Anyone who paid the slightest attention to the presentations of the CCJ on June 18 and July 12 in relation to the motion of no confidence and the appointment of retired Justice Patterson as GECOM Chairman would know that the CCJ views the Guyana Constitution as sacrosanct and inviolable and the court would in no way derogate from it. One of the images seared in the consciousness of those who watched would have been the President of the court, Justice Saunders holding up a copy of the constitution to underline that it had to be adhered to.
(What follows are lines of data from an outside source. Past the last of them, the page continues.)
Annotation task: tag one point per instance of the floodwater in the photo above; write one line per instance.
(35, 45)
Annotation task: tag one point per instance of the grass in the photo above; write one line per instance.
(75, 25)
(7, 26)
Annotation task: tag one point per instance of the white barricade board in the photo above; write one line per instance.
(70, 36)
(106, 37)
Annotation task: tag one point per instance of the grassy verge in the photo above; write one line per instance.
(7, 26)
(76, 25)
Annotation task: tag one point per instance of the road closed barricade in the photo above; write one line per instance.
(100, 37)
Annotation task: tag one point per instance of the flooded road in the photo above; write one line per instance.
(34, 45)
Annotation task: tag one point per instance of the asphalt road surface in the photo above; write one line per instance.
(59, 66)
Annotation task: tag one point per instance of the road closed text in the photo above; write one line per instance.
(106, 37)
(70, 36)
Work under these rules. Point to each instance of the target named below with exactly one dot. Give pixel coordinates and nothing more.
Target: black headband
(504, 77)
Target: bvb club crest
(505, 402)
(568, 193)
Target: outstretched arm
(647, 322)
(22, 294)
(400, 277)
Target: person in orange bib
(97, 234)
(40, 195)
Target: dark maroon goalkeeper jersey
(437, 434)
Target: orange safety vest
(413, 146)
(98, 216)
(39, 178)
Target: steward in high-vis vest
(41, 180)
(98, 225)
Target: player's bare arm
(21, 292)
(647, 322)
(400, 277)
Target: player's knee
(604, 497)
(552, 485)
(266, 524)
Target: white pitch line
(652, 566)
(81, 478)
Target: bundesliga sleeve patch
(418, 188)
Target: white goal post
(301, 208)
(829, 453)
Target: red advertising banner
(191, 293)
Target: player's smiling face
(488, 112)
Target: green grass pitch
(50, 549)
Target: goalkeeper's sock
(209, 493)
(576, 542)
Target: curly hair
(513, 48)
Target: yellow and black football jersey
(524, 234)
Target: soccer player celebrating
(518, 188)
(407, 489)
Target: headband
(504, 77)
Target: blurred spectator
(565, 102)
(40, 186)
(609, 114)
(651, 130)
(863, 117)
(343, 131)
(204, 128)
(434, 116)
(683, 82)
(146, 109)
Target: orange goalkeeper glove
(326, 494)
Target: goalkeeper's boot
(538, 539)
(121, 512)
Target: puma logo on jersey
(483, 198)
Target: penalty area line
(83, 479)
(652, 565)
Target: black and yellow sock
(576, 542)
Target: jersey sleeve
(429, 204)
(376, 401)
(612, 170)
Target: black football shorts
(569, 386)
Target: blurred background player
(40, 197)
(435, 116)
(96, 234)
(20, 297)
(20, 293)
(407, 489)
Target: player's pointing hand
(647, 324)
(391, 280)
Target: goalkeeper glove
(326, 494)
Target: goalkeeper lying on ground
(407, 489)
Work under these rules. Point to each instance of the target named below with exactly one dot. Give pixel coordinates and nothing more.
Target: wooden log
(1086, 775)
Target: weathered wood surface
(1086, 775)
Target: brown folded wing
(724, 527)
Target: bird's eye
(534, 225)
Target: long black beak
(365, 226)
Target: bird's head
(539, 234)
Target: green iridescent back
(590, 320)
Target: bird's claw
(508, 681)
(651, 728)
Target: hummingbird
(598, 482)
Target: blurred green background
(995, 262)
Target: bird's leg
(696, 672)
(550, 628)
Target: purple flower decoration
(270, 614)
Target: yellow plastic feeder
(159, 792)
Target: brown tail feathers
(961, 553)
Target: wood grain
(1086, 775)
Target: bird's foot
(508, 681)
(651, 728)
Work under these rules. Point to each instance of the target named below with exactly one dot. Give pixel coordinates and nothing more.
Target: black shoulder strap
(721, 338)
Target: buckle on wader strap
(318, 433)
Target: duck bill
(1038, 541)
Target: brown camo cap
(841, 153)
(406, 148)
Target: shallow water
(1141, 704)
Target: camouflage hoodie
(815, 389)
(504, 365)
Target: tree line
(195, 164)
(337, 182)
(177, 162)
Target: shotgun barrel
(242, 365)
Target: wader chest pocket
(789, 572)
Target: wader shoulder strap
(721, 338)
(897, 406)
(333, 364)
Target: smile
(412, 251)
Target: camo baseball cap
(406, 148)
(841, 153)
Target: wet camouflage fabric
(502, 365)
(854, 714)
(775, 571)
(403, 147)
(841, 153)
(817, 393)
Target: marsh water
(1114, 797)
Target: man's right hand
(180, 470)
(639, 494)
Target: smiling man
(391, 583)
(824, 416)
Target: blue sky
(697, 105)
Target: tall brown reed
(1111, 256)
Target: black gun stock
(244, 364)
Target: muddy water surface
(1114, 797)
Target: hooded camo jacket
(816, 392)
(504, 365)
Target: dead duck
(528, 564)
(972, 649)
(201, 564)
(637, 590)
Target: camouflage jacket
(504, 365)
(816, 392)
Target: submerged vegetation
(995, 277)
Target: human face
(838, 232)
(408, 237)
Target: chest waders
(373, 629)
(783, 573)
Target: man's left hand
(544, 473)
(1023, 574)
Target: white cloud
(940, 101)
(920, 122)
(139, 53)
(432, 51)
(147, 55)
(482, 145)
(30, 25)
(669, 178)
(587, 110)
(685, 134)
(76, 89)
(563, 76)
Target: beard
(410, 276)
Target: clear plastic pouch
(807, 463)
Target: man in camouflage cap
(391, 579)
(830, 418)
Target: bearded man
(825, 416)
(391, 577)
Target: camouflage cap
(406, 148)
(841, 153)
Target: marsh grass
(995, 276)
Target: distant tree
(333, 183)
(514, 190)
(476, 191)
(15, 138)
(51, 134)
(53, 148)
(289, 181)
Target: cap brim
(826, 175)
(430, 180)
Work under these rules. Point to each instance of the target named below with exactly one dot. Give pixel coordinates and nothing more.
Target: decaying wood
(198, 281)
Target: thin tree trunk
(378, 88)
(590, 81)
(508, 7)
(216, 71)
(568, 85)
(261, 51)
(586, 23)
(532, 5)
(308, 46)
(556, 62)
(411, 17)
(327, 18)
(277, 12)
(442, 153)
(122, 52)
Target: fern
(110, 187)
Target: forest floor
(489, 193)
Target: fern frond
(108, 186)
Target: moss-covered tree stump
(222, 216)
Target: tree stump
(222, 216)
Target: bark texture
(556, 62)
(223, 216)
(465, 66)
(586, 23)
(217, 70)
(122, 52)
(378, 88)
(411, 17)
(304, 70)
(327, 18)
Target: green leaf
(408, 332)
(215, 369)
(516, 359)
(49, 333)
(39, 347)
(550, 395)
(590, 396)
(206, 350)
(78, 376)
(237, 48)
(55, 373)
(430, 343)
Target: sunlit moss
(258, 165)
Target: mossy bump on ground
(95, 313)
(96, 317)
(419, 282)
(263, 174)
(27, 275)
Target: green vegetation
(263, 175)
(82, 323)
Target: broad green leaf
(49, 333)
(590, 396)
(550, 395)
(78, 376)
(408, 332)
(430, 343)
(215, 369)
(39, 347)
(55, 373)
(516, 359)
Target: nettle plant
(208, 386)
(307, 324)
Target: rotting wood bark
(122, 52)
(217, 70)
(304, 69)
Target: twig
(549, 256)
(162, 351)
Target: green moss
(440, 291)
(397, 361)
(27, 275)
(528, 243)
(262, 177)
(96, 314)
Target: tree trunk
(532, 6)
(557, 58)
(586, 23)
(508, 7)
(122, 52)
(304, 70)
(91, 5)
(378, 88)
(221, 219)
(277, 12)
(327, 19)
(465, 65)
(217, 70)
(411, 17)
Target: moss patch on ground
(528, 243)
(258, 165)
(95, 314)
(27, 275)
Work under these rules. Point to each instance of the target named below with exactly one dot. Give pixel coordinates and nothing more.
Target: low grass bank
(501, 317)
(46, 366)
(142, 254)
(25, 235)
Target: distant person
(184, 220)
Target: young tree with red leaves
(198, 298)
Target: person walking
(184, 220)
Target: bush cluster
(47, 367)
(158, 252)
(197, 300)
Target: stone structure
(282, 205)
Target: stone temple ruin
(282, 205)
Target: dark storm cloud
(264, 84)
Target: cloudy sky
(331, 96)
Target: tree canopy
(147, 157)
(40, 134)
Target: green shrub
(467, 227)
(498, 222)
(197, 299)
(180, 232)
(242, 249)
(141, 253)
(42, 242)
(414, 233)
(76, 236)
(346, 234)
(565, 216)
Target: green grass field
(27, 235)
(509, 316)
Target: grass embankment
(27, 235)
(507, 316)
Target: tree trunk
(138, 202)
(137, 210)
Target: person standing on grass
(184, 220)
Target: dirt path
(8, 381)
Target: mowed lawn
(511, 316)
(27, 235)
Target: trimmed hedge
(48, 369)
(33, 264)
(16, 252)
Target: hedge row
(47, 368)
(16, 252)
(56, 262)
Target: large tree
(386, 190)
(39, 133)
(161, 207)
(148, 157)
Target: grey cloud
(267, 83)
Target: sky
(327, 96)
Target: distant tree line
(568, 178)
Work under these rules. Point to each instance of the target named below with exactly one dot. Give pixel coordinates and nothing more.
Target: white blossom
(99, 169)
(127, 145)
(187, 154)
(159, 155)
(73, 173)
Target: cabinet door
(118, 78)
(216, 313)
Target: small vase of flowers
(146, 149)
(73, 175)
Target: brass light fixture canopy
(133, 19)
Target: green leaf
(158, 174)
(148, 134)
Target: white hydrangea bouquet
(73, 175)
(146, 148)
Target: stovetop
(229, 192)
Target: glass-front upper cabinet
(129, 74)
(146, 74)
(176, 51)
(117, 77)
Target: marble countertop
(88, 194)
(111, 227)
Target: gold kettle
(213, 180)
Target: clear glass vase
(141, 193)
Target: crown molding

It has been clear that since it felt hard done by the defection of one of its MPs, thereby handing the opposition a stunning victory on December 21 last year, the government will try every ploy it can think of to stay in office and defer elections particularly in light of the results of the November 12, 2018 local government polls and even if this means defiance of the constitution.
The Attorney General’s statement in the affidavit should be seen in the context of his inscribed role. He is the principal legal advisor to the government. It is ultimately President Granger who should be held fully accountable for his government’s clear defiance of the constitution requiring his and his Cabinet’s resignation and the convening of new General and Regional Elections in three months. Having been aware of the June 18, 2019 ruling of the CCJ affirming that the motion of no confidence was validly carried, it also remains President Granger’s constitutional obligation to ensure that elections are convened by September 18 or an extended date which would require the approval of the opposition. His naming of a date close to September 18 would give the Guyana Elections Commission time to begin planning for elections which the constitution already expects it to be ready for and the Commission also has access to article 162(2) which allows postponement of the election for some good reason.
By continuing to defy the constitution, President Granger and his government are further entrenching divisions in the country. While lofty affidavits may be issued in reams to the courts at every level, the President and his government have shown no intention of assuaging the concerns of nearly half of the electorate which didn’t vote for it in 2015 and who believe that new elections should have been called by a caretaker government.
In addition, President Granger’s government is prolonging the state of suspended animation that Guyana is presently in. There has not been a functioning parliament since January. Legislation and regulations for the oil and gas industry will be left in abeyance until a fully empowered government is in place. No major agreements can be concluded or policies enunciated. Relations with major partners in the international community also face a downgrading.
By defying the constitution and its clear meaning and enabling roadblocks to the new general elections that must be held, President Granger has also left the country at risk of being sanctioned for unconstitutional behaviour with the attendant consequences. There is a clear risk of that at the Commonwealth which has taken stringent steps over the years for its members to abide by the tenets of the 1991 Harare Declaration. Pressure will no doubt also build within CARICOM.
President Granger must act urgently to comply fully with the terms of articles 106(6) and 106(7) otherwise he would have further undermined the country’s democratic values and constitutional governance.